9° Giornata del Perdono del Sermig
Date 18-05-2023
Il perdono e la riconciliazione come strumenti per ricucire i rapporti personali e la società nel suo insieme. È il messaggio della “Giornata del Perdono” promossa ogni anno dal Sermig di Torino. Un’occasione di riflessione proposta per la prima volta nel 2015 con la visita del presidente della Repubblica, Sergio Mattarella, all’Arsenale della Pace.
Quest’anno il confronto, organizzato dall’Università del Dialogo Sermig, è ruotato intorno al tema della giustizia e ha visto la partecipazione martedì 16 maggio di padre Francesco Occhetta, gesuita e politologo, presente anche in libreria in queste settimane con il suo ultimo libro, “Le radici della giustizia”. Nel libro padre Occhetta riflette su come il rapporto tra la sicurezza e la libertà individuale, la volontà della presa in carico delle vittime e la riparazione possibile del danno da parte dei responsabili siano spunti concreti per ricomporre i conflitti personali e sociali.
In attesa di pubblicare un ampio resoconto della serata sul prossimo numero di NP Nuovo Progetto, il mensile del Sermig, ecco alcuni passaggi dell’intervento dell’ospite.
Non c’è pace senza perdono, non c’è perdono senza giustizia.
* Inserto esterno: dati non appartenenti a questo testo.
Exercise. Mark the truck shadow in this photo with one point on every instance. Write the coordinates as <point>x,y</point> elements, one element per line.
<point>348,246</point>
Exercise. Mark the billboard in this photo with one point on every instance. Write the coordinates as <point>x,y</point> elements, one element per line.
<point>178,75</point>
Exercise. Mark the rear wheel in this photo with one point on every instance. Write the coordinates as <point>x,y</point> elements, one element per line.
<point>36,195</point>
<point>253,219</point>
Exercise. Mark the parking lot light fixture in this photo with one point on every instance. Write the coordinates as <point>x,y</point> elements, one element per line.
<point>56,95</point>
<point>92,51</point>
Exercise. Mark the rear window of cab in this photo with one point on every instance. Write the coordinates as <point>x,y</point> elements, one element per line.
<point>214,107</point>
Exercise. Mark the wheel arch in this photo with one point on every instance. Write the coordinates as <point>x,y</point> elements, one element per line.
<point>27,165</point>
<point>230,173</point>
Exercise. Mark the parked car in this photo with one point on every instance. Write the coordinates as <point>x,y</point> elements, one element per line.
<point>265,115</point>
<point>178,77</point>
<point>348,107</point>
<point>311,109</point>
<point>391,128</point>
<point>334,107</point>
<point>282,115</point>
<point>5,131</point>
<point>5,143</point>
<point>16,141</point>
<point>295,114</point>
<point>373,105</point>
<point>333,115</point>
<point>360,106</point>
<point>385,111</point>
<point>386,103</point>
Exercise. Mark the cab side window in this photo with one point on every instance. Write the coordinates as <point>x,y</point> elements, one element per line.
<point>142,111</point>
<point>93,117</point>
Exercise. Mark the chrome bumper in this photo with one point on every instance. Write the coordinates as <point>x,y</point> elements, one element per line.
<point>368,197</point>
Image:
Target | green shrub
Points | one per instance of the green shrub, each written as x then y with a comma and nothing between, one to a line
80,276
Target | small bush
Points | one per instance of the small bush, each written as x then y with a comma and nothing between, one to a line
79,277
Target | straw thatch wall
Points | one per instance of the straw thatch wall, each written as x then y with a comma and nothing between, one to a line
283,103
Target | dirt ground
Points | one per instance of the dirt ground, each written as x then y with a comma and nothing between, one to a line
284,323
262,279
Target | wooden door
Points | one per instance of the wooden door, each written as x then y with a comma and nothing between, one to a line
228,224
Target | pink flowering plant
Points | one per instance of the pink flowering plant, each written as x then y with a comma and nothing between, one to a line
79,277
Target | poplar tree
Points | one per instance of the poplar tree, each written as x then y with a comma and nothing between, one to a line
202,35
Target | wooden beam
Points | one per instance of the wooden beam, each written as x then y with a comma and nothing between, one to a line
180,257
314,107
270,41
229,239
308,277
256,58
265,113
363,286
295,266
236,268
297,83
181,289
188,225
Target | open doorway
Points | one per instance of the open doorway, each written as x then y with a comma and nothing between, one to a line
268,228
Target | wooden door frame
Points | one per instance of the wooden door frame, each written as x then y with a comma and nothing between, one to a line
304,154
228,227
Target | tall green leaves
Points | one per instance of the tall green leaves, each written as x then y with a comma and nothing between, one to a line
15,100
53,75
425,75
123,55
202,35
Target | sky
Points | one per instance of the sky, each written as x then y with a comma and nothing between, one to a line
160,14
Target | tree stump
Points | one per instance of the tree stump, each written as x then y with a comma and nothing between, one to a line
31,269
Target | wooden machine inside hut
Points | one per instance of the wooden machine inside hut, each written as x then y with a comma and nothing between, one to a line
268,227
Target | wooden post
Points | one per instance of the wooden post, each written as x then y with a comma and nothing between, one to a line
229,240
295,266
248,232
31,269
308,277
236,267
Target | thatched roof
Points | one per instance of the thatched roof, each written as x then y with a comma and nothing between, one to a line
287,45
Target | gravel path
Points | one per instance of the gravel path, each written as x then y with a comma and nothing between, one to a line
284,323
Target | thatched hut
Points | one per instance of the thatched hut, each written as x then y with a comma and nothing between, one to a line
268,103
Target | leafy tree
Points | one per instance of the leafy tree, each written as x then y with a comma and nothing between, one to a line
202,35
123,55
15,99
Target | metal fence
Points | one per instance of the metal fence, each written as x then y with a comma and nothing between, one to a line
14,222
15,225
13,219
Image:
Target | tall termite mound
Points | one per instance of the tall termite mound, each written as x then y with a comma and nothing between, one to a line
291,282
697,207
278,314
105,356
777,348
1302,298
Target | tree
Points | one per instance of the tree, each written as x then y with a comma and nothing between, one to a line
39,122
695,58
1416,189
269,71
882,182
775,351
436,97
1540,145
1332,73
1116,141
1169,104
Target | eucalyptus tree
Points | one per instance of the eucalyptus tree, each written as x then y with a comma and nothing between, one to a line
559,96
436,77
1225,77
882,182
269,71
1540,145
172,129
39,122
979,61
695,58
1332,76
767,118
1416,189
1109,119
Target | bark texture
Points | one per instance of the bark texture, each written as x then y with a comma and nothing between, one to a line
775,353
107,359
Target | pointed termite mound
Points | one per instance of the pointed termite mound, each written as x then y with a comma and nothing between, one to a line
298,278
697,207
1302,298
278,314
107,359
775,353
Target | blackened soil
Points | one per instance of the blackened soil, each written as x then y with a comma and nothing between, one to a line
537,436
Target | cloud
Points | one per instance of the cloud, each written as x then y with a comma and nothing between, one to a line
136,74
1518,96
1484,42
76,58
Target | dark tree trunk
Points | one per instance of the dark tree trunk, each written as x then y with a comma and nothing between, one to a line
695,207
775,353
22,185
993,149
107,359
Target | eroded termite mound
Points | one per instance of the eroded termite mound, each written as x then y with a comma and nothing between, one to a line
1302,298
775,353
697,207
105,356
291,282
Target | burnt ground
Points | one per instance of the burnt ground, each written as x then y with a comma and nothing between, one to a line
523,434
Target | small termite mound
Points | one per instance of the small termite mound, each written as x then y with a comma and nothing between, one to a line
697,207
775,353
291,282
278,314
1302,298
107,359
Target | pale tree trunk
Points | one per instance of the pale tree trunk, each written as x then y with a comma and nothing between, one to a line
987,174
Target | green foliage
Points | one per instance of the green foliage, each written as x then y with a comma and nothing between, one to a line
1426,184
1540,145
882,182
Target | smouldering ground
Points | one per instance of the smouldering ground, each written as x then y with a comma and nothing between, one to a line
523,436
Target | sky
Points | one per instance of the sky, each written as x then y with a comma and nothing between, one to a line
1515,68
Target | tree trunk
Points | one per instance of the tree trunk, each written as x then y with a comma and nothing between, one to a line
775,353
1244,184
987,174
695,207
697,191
Nello spazio pubblico ci dividiamo sempre tra giustizialisti e permissivisti, finché l’ingiustizia non ci tocca nella carne, personalmente o nelle persone che amiamo. Una mia amica, Gemma Calabresi, che è stata recentemente anche vostra ospiti, ci insegna a non identificare la persona con il gesto criminale che ha compiuto. Questo non significa che non vi debba essere pena, ma un modo diverso di affrontare queste situazioni.
Un altro insegnamento è quello di iniziare un percorso per uscire dal dolore che ci blocca e incatena. Non essere più “solo” vittime. La strada che è indico è quella della giustizia riparativa. Se non cambiamo la nostra visione comune di giustizia rischiamo di cadere preda della violenza. La strada è riparare, riconoscendo il dolore delle vittime e la responsabilità dei criminali, come ci insegna la cultura giapponese con la pratica del Kintsugi, antica tecnica e filosofia di derivazione zen - il termine kintsugi deriva dall'unione di Kin (oro) e Tsugi (ricongiungere), che letteralmente consiste nel riparare con l'oro gli oggetti rotti, riunendo i frammenti di ceramica e colmando le crepe con resina laccata e polvere d'oro –.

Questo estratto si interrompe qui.